It’s summer time in Africa. As we head into the holidays over December and January, the rainy season rears its stormy head ready to bring new life to the dry African savannah. The flourishing cycle of life brings with it many blessings, but on the flip side, it brings a curse in the form of millions upon millions of malaria-carrying mosquitoes.
Sherwin Charles, co-founder of Goodbye Malaria says, “If you’re out and about across the African continent during the rainy season you need to be aware that mosquitoes and rain are the best of friends.”
Why is rain a major contributor to the spread of malaria? As the rains fall, millions of water pools are formed. And where do mosquitoes like to breed? In small pools of water, of course. The more rain, the more pools, the more breeding grounds for mosquito larvae.

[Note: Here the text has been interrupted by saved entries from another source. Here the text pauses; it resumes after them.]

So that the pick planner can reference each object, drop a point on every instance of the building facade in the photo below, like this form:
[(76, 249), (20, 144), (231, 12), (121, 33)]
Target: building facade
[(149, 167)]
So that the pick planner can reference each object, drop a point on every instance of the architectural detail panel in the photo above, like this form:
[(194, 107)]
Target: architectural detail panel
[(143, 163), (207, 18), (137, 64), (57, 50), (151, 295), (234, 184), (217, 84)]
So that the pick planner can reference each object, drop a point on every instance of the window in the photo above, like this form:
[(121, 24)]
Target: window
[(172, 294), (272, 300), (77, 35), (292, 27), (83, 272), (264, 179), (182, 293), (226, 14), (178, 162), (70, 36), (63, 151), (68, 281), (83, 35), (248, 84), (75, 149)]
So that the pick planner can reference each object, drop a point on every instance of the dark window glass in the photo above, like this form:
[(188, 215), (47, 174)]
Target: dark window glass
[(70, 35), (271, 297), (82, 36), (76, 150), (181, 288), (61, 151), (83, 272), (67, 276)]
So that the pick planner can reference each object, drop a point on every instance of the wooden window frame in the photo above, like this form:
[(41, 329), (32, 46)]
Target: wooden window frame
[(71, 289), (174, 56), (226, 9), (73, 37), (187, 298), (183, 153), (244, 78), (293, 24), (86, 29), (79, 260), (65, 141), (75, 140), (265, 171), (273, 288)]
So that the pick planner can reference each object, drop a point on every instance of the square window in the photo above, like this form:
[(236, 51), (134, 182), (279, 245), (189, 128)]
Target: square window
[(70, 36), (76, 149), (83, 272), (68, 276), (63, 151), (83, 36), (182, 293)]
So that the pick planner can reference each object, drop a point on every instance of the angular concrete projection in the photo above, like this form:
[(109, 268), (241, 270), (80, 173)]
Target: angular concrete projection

“Whether it is potholes, old tyres, a leaf, or a plastic cup left outside, a clutch of mosquito eggs does not require much to hatch, grow and subsequently terrorise the neighbourhood. In fact, mosquito larvae can survive just fine in 1cm of stagnant water,” says Charles.
If you’re in Africa, you must remember another unfortunate fact that ensures the spread of malaria. With higher temperatures, mosquitoes can mature faster and have more time to spread the disease. The malarial parasite also matures more quickly at warmer temperatures – making certain parts of Africa a prime spot for malaria to set up shop.
“If you are travelling to areas like Mozambique, or the Kruger National Park in South Africa this festive season, you need to be prepared,” says Charles. “But that should not deter you from exploring this beautiful continent. There are plenty of ways to defend yourself against mosquitoes.”
From dusk till dawn, when it comes to protection from mosquitoes, here are your options:
- Apply insect repellent to exposed skin
- Close windows and doors at night unless they are screened
- Spray an aerosol insecticide inside the sleeping area
- Burn mosquito coils and mosquito mats in sleeping areas
- Sleep under a mosquito-proof bed-net
- Wear long-sleeved clothing, trousers and socks if outdoors during this time
- In high-risk areas, the use of anti-malaria drugs is recommended from October to May.
- Always consult with your local GP when travelling to a malaria area
Goodbye Malaria is tackling the scourge in southern Africa collaborating with world-class partners, including the Global Fund, private organisations, and the governments of Mozambique, South Africa and Eswatini (formerly Swaziland) in an effort to eradicate this dreaded disease.
“Elimination is achievable,” says Charles. “Through vector control such as indoor residual spraying programmes on the ground, we are getting closer and closer to finally saying ‘goodbye malaria’.”
Goodbye Malaria does most of its work in Mozambique, which is a high transmission country being in top five malaria highest-burden countries. Malaria in Mozambique affects low-transmission countries, South Africa and Eswatini, so it only makes sense to start where solutions are needed most.